A esperança de vida saudável aos 65 anos em Portugal (2020) para as mulheres era de 7,7 anos e para os homens era de 8,4 anos, o que significa que a maior parte da vida restante após os 65 anos é passada com alguma limitação física ou mental. No caso das mulheres o número de anos de vida saudável diminuiu entre 1995 e 2020 passando de 9,9 para 7,7 anos, ficando abaixo do valor para os homens em 2021 de 8,4 anos ligeiramente superior ao valor de 1995 que era de 8,1. Só 6 países apresentam um valor inferior para as mulheres do que para os homens, sendo que Portugal é o único que apresenta uma diferença superior a um ano (1,3 anos). Penso que haverá de explicar o que se passa em Portugal, pois tal deve ser uma preocupação para todos nós. Não é justo que um País veja a sua população mais idosa estar a ser dizimada e, aparentemente, não se preocupar em colocar um travão a tal. Não só a população idosa merece ser bem tratada como merece o respeito de todos nós por aquilo que nos deram e do qual todos ainda beneficiamos. Dizem especialistas na área social e da saúde que não é a falta de recursos humanos e técnicos que está na base do problema. Ora, se assim não é, será falta de vontade política? Será a gestão de recursos humanos, técnicos e financeiros que terá de ser revista?

Neste momento Portugal é um país com uma população envelhecida e com muitos anos de vida com limitações físicas ou mentais. A qualidade de vida deste sector da população é uma responsabilidade de todos nós. Perante esta realidade é urgente uma reflexão sobre o tipo de organização social necessária para que a população mais idosa não deixe de se sentir incluída e participante na vida social e que seja financeiramente sustentável. A crise COVID mostrou que a solução dos lares de idosos deve ser repensada. Estou convencido que a só uma política de apoio à família nos permitirá ultrapassar o grande desafio do envelhecimento que temos pela frente.

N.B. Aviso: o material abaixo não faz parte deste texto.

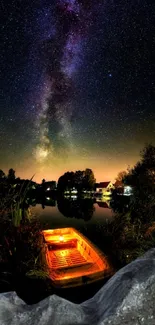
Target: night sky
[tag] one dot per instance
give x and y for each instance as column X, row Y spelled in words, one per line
column 77, row 85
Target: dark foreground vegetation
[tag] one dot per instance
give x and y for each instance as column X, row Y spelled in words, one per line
column 129, row 235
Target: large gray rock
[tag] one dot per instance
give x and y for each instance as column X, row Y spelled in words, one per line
column 127, row 298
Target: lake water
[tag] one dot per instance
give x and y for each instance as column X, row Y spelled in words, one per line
column 90, row 218
column 84, row 215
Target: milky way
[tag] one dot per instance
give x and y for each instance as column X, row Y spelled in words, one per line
column 62, row 54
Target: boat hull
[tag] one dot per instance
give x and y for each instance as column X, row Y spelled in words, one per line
column 72, row 260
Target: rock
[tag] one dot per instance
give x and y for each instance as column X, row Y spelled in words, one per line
column 126, row 299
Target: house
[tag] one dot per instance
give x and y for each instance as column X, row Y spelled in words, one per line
column 48, row 186
column 104, row 188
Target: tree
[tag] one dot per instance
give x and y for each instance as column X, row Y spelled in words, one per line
column 11, row 175
column 142, row 180
column 89, row 179
column 119, row 181
column 80, row 180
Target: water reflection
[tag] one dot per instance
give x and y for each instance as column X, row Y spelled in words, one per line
column 80, row 208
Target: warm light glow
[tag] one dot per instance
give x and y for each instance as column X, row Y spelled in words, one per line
column 71, row 257
column 61, row 238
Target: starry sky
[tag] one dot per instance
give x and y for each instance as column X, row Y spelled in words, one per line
column 77, row 85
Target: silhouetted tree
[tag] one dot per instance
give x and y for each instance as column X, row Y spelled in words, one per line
column 11, row 175
column 89, row 179
column 142, row 180
column 80, row 180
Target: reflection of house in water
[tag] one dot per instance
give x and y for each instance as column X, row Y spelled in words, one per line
column 104, row 188
column 105, row 205
column 49, row 186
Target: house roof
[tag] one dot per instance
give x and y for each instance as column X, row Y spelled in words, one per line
column 103, row 184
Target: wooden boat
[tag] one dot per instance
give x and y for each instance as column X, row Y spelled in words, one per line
column 72, row 259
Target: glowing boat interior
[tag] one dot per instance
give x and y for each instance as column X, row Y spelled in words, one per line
column 72, row 259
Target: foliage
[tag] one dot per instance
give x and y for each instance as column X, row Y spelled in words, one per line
column 11, row 175
column 142, row 180
column 80, row 180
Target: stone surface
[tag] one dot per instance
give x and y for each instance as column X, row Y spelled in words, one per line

É urgente mudar o paradigma e Portugal devia desejar passar a ser um lugar onde a população idosa seja respeitada, tenha condições de vida dignas, em que as famílias sejam apoiadas para conseguirem dar o apoio material, emocional e afetivo aos seus idosos. O carácter de uma nação deve-se também medir pelas condições que possibilita para a convivência, entreajuda, cuidado e diálogo intergeracional no seio familiar. A idade da reforma vai descer, mas o preço que estamos a pagar por tal está a ser demasiado alto para não ser discutido e pensado por todos.